Google's Sycamore processor features dozens of tiny communication lines to link to the outside world. The chip has 54 qubits, the fundamental unit for storing and processing data in a quantum computer.
This is the quantum computer powered by Google's 54-qubit Sycamore processor that ran an experiment Google used to demonstrate quantum supremacy. The large cylinder is used to keep the computer extremely cold so outside energy doesn't perturb the super-sensitive qubits.
Quantum computing humor: a sticker on a researcher's MacBook touts superposition, one of the weird quantum physics phenomena responsible for quantum computing's abilities.
Google's quantum computer uses 216 channels of coaxial cable to communicate with its qubits. Depending on the research under way, some may be unplugged.
Google quantum computer control lines stretched out for illustration purposes. The coaxial cables are extremely expensive, costing about $1,000 for each 2-foot segment.
Google's quantum computer is fiendishly complex. Each line here transmits electromagnetic signals used to control computation and read data from the qubits that process the data.
Google builds its Sycamore quantum computing chip out of two parts bonded together. At left is the controller interface to communicate with the outside world; at right is the chip element that houses the qubits that do the data processing. If you look closely, you can see the word "Google" made of tiny iridium dots in between.
The top of Google's quantum computer features communication links and equipment to pump liquid helium coolant through the machine.
You can't buy most quantum computer components off the shelf, so Google designs and assembles them, including its Sycamore chip.
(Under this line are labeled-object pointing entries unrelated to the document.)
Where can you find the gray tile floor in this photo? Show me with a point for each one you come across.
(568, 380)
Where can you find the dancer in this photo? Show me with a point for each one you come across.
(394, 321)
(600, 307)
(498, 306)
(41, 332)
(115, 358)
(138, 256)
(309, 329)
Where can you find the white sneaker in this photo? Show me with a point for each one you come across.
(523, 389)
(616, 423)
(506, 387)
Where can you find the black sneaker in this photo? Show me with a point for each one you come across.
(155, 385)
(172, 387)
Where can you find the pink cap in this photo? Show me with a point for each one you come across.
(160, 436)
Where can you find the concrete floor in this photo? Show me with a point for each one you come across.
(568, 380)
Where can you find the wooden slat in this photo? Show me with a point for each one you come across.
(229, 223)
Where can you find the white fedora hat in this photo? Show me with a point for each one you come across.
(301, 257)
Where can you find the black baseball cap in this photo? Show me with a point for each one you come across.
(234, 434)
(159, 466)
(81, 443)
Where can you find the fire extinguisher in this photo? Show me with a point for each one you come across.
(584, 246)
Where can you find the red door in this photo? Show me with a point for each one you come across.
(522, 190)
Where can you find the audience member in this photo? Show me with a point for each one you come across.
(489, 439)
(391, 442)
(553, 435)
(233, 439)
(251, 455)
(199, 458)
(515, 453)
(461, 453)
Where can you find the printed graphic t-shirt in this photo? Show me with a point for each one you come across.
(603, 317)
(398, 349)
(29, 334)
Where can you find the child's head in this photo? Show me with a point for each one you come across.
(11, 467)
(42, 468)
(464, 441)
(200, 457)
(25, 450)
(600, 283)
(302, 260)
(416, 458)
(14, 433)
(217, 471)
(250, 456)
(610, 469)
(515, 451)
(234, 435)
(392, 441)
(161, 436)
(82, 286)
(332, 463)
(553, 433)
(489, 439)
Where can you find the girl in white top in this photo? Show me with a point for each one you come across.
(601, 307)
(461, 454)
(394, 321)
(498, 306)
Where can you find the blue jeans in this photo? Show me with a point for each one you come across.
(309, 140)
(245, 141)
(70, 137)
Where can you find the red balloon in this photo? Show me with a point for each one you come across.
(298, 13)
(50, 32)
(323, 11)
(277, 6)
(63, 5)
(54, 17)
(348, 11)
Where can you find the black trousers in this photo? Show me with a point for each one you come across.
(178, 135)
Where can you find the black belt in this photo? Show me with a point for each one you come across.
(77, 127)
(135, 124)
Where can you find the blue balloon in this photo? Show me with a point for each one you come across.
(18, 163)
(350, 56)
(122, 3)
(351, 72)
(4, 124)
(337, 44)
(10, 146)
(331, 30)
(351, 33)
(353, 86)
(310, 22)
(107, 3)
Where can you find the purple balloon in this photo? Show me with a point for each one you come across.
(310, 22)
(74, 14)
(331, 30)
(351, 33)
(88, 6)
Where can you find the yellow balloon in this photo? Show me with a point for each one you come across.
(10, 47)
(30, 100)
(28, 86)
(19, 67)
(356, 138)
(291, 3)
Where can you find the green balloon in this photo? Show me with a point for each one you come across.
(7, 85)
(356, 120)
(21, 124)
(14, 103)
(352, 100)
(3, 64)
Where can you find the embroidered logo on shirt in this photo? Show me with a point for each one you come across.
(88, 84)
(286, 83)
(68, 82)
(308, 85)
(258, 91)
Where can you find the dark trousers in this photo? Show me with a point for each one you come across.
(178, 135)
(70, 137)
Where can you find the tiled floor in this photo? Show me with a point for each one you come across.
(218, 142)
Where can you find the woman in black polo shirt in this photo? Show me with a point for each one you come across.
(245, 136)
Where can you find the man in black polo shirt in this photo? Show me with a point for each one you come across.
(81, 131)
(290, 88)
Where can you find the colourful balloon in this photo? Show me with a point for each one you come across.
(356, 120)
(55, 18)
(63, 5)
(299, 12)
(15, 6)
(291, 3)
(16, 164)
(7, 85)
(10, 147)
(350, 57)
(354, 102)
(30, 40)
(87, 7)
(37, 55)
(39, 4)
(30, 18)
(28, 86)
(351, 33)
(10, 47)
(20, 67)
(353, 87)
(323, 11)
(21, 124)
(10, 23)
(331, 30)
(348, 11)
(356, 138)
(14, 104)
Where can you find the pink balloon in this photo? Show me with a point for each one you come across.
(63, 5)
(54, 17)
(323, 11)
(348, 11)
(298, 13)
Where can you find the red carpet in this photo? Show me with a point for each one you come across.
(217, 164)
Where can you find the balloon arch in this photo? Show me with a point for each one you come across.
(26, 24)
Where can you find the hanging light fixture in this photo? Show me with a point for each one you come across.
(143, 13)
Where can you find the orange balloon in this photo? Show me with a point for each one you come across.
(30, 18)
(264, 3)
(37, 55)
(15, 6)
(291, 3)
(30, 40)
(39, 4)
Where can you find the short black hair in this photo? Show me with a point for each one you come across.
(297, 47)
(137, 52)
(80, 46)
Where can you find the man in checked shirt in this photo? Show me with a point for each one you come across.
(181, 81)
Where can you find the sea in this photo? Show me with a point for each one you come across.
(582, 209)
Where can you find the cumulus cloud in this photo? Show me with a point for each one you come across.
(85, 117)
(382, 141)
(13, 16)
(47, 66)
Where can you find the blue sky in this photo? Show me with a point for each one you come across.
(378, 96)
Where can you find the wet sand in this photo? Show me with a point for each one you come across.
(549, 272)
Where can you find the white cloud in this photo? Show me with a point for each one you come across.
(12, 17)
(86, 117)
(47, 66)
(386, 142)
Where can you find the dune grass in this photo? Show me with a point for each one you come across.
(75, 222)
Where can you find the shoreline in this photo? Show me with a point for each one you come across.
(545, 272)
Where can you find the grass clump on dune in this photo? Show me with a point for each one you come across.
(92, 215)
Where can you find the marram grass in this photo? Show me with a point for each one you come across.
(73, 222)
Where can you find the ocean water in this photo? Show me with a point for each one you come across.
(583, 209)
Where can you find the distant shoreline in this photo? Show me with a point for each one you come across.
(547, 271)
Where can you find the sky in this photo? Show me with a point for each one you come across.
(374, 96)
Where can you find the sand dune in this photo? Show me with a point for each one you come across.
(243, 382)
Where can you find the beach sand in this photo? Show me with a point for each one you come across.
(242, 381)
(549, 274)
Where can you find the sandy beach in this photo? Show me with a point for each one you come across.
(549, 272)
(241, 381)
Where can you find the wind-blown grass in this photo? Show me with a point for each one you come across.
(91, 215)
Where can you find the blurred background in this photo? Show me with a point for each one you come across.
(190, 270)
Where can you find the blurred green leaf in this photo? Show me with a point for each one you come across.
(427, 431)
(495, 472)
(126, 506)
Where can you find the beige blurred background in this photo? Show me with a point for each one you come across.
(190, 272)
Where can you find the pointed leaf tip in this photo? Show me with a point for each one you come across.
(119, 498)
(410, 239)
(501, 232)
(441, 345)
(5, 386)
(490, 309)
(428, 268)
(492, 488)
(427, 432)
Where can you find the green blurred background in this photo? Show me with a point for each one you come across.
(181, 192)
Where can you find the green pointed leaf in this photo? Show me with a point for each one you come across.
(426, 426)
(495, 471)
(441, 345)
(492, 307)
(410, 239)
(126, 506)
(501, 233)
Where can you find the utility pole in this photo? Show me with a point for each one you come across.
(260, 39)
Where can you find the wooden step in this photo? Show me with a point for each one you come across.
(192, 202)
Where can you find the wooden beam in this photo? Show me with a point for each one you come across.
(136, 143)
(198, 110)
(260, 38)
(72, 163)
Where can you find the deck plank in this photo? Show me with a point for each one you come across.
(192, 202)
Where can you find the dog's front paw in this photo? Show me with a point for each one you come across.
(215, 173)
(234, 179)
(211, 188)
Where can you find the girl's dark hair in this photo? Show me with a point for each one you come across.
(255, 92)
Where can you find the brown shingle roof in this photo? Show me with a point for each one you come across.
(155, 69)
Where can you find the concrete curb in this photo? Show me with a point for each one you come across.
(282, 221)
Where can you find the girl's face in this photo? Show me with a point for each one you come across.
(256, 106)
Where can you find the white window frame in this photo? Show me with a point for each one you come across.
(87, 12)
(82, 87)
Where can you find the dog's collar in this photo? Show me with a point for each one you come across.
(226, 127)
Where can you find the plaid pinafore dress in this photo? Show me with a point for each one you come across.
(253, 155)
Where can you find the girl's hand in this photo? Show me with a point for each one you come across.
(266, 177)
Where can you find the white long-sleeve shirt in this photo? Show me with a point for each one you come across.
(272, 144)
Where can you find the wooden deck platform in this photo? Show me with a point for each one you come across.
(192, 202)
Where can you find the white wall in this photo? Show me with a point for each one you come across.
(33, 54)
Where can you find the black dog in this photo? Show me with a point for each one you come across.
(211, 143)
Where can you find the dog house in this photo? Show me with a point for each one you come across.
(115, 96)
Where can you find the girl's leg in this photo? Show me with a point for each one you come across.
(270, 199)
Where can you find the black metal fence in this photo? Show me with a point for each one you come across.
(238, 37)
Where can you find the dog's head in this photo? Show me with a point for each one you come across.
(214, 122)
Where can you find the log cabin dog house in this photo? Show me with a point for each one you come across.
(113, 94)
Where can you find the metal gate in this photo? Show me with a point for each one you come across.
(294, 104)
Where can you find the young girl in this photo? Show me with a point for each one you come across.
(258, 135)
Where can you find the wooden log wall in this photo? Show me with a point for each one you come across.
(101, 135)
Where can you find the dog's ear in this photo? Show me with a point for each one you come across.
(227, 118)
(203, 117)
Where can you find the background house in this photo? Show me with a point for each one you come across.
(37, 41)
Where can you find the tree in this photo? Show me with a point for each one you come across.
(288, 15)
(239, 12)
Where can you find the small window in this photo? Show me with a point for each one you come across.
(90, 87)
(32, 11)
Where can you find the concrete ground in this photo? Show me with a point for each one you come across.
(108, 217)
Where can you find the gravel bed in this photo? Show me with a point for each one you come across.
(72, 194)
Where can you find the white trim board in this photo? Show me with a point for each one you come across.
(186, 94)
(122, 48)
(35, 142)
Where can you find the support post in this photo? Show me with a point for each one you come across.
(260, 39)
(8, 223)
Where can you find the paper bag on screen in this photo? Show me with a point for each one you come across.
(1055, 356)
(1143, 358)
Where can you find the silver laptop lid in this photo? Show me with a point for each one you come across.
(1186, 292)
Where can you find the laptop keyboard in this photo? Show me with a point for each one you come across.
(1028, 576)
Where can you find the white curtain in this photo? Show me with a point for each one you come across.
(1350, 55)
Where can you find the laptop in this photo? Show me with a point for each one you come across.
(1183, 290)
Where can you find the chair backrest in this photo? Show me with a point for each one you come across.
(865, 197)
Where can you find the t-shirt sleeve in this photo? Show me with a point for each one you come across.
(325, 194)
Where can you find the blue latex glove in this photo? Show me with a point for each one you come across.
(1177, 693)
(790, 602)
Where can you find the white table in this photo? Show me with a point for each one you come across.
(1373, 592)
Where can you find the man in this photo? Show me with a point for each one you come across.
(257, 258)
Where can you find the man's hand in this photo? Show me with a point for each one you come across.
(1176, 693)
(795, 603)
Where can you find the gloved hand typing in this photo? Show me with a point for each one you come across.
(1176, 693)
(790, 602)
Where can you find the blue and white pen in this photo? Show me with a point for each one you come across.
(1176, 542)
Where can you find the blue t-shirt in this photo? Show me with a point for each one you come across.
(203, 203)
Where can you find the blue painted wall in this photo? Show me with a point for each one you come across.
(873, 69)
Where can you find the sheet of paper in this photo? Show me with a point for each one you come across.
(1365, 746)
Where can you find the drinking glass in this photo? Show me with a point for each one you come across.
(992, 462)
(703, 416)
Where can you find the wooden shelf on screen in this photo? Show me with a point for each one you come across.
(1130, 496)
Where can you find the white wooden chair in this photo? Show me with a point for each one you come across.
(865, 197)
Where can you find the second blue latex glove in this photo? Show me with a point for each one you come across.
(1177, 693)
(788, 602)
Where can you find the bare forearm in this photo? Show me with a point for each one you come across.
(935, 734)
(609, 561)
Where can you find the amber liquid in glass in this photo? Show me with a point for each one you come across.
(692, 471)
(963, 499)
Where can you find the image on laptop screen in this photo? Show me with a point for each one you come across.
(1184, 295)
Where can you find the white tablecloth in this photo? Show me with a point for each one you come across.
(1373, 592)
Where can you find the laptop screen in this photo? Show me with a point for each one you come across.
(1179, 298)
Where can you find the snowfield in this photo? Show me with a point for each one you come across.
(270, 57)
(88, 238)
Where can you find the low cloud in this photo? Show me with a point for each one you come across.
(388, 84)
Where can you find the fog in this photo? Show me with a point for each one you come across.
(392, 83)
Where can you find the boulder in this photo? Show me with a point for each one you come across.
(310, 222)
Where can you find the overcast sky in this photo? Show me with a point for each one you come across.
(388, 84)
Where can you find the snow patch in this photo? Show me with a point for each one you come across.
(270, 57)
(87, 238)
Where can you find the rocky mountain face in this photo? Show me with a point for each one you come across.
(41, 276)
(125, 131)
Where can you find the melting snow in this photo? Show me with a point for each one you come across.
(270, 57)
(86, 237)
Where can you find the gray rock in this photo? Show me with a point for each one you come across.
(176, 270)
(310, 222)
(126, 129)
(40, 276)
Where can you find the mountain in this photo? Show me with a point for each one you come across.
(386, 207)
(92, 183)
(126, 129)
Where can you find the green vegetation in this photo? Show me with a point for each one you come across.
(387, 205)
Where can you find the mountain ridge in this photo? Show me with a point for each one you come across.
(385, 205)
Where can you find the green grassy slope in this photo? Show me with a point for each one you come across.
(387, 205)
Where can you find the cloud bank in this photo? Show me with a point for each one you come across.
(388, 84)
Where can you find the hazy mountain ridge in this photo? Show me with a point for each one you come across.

Here, researcher Jimmy Chen shows how two separate chips -- one to house 54 qubits and the other to control them -- are bonded together.
In a bit of physics humor, Google quantum computing researcher Marissa Giustina wears earrings that are a matched pair of the "bra-ket" notation used in quantum physics: |>
Google hopes to miniaturize elements like this communication control board used to send signals to qubits. Miniaturization will be necessary as the number of qubits increases.
Google's Sycamore quantum computing chip has 54 qubits in a two-dimensional array. Running a program on the chip means changing the configuration of the qubits. This sculpture symbolizes the different states of the qubits with different layers as time passes.
Google expects to improve quantum computers dramatically by increasing the number of data-processing qubits and by reducing errors.
Special hardware is used to read the state of the qubits at the end of a quantum computing calculation.
Communicating with a quantum computer's qubits involves sending very tightly controlled electrical pulses, visible here in the oscilliscope display above, down wires that link directly to the quantum computing processor.
A screen demonstrates the actual data-processing instructions sent to Google's quantum computer.
Google's quantum computing lab adorns the company logo with the |> notation used in quantum physics.